Motivated by Shor's answer related to different notions of NP-completeness, I am looking for a problem that is NP-complete under P reductions but not known to be NP-complete under Logspace reductions (preferably for a long time). Also, Is finding Logspace reductions between NP-complete problems harder than finding P reductions?

Answer 1

Kaveh is correct in saying that all of the "natural" NP-complete problems are easily seen to be complete under (uniform) $\mathrm{AC}^0$ reductions. However, one can construct sets that are complete for NP under logspace reductions that are not complete under $\mathrm{AC}^0$ reductions. For instance, in [Agrawal et al, Computational Complexity 10(2): 117-138 (2001)) an error-correcting encoding of SAT was shown to have this property.

As regards a "likely" candidate for a problem that is complete under poly-time reductions but not under logspace reductions, one can try to cook up an example of the form {$(\phi,b)$ : $\phi$ is in SAT and $z$ is in CVP [or some other P-complete set] iff $b=1$, where $z$ is the string that results by taking every 2nd bit of $\phi$}. Certainly the naive way to show that this set is complete will involve computing the usual reduction to SAT, and then constructing $z$ and computing the bit $b$, which is inherently poly-time. However, with a bit of work, schemes such as this can usually be shown to be complete under logspace reductions via some non-naive reduction. (I haven't worked out this particular example...)

Answer 2

A language $L$ is in $NP$ when there is a language $L'$ in $P$ and a polynomial $p$ with $L = \{ x | \exists y \ in \{0,1\}^{p(|x|)} \text{ with } (x,y) \in L' \}$ (see: a standard text on complexity theory, e.g. Wegener: Komplexitätstheorie, Berlin 2005)

One can choose the language $L'$ such that it can be decided by a logspace TM.

Lemma: For any language $L$ in NP there is a TM $M$ with $L = \{ x \mid \exists u \in\{0,1\}^* M \text{ accepts } x\#u \text{ with at most } O(\log(|x|)) \text{ tape space} \}$

Proof: If $L$ is in NP, then there is a TM $M$ with $L = \{ x \mid \exists u \in\{0,1\}^* M \text{ accepts } x \text{ within } T = p(|x|) \text{ steps } \}$ where $p$ is a polynomial. The length of $u$ and the used space on the working tape are less than $T$.

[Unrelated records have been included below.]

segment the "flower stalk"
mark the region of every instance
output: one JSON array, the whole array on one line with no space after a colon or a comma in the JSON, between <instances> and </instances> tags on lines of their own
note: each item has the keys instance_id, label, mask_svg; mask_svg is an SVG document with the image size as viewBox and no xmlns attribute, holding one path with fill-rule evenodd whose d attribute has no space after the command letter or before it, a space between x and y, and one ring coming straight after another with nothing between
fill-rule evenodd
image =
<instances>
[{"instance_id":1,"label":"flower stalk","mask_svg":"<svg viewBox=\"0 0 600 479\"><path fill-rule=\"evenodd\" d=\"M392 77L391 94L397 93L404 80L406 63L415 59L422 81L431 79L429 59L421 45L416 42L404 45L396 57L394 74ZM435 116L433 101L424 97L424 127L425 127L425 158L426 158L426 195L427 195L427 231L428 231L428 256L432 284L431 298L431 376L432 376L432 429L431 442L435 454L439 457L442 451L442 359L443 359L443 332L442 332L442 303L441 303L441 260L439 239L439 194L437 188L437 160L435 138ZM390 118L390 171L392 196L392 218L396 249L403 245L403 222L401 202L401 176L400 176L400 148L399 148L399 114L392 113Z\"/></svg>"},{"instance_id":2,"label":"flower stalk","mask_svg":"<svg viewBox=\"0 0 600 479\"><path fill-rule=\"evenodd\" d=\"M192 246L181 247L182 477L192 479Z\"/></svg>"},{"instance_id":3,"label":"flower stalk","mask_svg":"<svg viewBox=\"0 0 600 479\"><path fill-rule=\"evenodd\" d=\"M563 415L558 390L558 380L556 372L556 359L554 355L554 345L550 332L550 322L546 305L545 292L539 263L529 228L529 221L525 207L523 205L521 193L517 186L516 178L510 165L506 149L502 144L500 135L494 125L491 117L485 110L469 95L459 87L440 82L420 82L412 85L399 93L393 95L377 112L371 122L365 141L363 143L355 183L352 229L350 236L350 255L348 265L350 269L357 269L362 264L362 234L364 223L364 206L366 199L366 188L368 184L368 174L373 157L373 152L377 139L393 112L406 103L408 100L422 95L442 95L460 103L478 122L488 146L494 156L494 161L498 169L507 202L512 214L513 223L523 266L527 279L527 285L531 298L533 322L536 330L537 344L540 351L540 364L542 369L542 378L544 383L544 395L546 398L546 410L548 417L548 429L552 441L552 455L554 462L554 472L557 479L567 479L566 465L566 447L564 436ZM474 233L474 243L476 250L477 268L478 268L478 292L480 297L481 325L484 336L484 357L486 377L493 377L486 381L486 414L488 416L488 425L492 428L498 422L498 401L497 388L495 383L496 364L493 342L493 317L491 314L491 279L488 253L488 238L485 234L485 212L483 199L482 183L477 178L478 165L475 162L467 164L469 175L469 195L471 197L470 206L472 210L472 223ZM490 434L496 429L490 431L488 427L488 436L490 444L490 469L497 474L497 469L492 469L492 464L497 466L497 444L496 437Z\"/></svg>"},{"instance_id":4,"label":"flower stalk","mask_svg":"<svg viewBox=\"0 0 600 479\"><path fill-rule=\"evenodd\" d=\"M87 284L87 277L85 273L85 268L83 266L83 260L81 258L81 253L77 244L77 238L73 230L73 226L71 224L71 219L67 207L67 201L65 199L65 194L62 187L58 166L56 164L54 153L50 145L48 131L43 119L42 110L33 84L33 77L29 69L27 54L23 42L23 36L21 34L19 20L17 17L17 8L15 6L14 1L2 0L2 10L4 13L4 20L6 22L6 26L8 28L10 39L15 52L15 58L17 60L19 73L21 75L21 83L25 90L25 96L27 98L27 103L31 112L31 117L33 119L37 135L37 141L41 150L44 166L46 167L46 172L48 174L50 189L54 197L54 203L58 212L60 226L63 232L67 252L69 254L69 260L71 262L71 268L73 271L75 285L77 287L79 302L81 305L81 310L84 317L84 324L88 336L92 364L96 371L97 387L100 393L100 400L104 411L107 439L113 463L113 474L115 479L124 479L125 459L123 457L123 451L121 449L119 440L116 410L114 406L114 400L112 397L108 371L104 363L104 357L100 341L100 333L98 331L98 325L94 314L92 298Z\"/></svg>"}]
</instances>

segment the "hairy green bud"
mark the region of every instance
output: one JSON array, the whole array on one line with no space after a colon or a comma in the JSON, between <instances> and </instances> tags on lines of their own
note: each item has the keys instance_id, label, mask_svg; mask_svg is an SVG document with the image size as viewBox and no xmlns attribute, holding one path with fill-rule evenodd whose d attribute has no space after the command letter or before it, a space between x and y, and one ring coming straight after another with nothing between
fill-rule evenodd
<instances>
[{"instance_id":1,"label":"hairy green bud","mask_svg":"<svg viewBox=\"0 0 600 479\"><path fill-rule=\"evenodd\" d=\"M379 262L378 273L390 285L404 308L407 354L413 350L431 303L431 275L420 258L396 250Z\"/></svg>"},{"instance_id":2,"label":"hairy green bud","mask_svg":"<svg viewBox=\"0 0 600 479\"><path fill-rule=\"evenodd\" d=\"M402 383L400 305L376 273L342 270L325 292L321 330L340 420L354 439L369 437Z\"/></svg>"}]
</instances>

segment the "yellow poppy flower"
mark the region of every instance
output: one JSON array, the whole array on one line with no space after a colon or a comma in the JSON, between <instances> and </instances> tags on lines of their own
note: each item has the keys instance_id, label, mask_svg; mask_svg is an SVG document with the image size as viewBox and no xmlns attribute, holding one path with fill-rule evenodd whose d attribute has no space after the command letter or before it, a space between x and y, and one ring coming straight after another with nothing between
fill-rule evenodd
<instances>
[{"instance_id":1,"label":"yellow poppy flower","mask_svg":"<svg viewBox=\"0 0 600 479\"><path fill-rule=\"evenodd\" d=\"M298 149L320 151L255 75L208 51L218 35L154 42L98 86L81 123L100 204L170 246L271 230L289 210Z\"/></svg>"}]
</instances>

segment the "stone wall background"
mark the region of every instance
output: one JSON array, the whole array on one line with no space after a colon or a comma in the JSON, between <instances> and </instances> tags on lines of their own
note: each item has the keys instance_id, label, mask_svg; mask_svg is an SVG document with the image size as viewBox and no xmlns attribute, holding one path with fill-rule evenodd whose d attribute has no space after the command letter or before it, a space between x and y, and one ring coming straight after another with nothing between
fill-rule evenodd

Let $S = (s_{i,j}) \in \{0,1\}^{T \times T}$ a matrix with $s_{i,j}$ is the value of the $i^{th}$ bit of the tape space at step $j$. $L$ can also be written as $L = \{ x \mid \exists u \in\{0,1\}^* \exists s \in\{0,1\}^{T \times T} :M' \text{ accepts } x\#u\#s \text{ with at most }O(\log|x|)) \text{ tape space} \}$.

$M'$ simulates $M$ in the following way:

$h$ is the position of the read-write head at start.
check if $s_{0,0},...,s_{T,0}$ is the working tape space of $M$ at start.
for $t$ in $1,..,T$ do
   check if $s_{h,t}$ has the value, that $M$ writes on the tape at step $t$
   If $M$ moves the read-write-head of the working tape the left then $h := h-1$ 
   else if $M$ moves the read-write-head to the right then $h:= h+1$
   for i in $1,...,T$ do
     check if $s_{i,t} = s_{i,t_1} when $i != h$
   done
done

QED

Due to this lemma, any language in $NP$ can be reduced to a $NP$-complete language with a logspace reduction.

Corollary: L^{NP} = P^{NP}